A steering committee was appointed, whose role was to define the general content of the guidelines, with subsequent invitation of experts from member organizations of EFSUMB, based on their publications records and expertise in the different fields, to participate in the guideline development. Section leaders were selected from the steering committee; the section leaders defined the subchapters and key topics of the new guidelines sections. Literature search was performed systematically in PubMed using predefined key words and MeSH terms and, in addition, by complimentary “hand search” using reference lists of articles retrieved by systematic search. Search in principle was defined for guidelines, meta-analyses and systematic reviews, original research articles (randomized controlled trials, prospective studies, retrospective studies, case series). Evidence tables were generated for each key topic according to EFSUMB requirements. All the recommendations were judged with regard to their evidence-based strength according to the Oxford Centre for Evidence-Based Medicine Levels of Evidence and grade of recommendations (GoR) [ http://www.cebm.net/oxford-centre-evidence-based-medicine-levels-evidence-march-2009]. Drafts of overview, recommendations and comments were provided by the authors for each section, revised by the members of the steering committee.
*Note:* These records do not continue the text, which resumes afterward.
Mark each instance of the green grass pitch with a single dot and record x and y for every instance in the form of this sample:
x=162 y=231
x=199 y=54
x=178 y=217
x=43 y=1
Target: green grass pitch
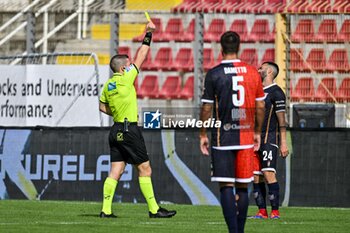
x=63 y=216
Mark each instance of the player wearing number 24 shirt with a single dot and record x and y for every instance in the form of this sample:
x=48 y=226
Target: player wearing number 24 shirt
x=233 y=94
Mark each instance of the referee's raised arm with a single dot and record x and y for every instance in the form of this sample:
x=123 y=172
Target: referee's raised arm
x=143 y=51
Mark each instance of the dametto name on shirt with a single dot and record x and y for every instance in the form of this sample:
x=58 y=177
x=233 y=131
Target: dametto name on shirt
x=235 y=70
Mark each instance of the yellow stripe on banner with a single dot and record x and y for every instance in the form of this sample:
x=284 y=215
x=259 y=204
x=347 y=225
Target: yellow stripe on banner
x=151 y=4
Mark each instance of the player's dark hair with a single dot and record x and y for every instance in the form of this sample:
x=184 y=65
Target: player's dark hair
x=230 y=42
x=274 y=67
x=118 y=61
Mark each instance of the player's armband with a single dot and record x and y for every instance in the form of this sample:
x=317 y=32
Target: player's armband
x=147 y=39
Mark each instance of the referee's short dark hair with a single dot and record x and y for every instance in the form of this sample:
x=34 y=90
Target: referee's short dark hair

The revised drafts were submitted to the whole expert group before the expert meeting, held in London, UK on 1 July 2016. Representatives of manufacturers were invited to participate in the meeting and were allowed to comment but had no influence on the writing of the guidelines. At the expert meeting the review and recommendations were presented to the entire organ group. All evidence-based recommendations were discussed, improved, and the draft document was improved according to the level of evidence. Grade of recommendation and the level of consensus was also documented. Consensus was graded using the proposed and published system: strong consensus (> 95 % of experts votes), broad agreement (> 75 % – 95 %) and majority consensus (> 50 % – 75 %). The steering committee first, and entire group of authors thereafter, reviewed and revised the draft document in a step-wise fashion for consistency and accuracy. Following the consensus meeting, comments were adapted to the final recommendations and shortened. The LoE and GoR were checked by the authors and steering committee.


Future perspectives

Future requirements in liver elastography include the need to compare the accuracy of different technologies (TE, pSWE and 2D-SWE) in a large cohort of patients and to analyse results in terms of the aetiologies of liver diseases. Robust cut-off values must be established for each of the different systems and diseases. Combination of elastographic methods, using ultrasound with biological tests, may improve the accuracy of the evaluation of patients.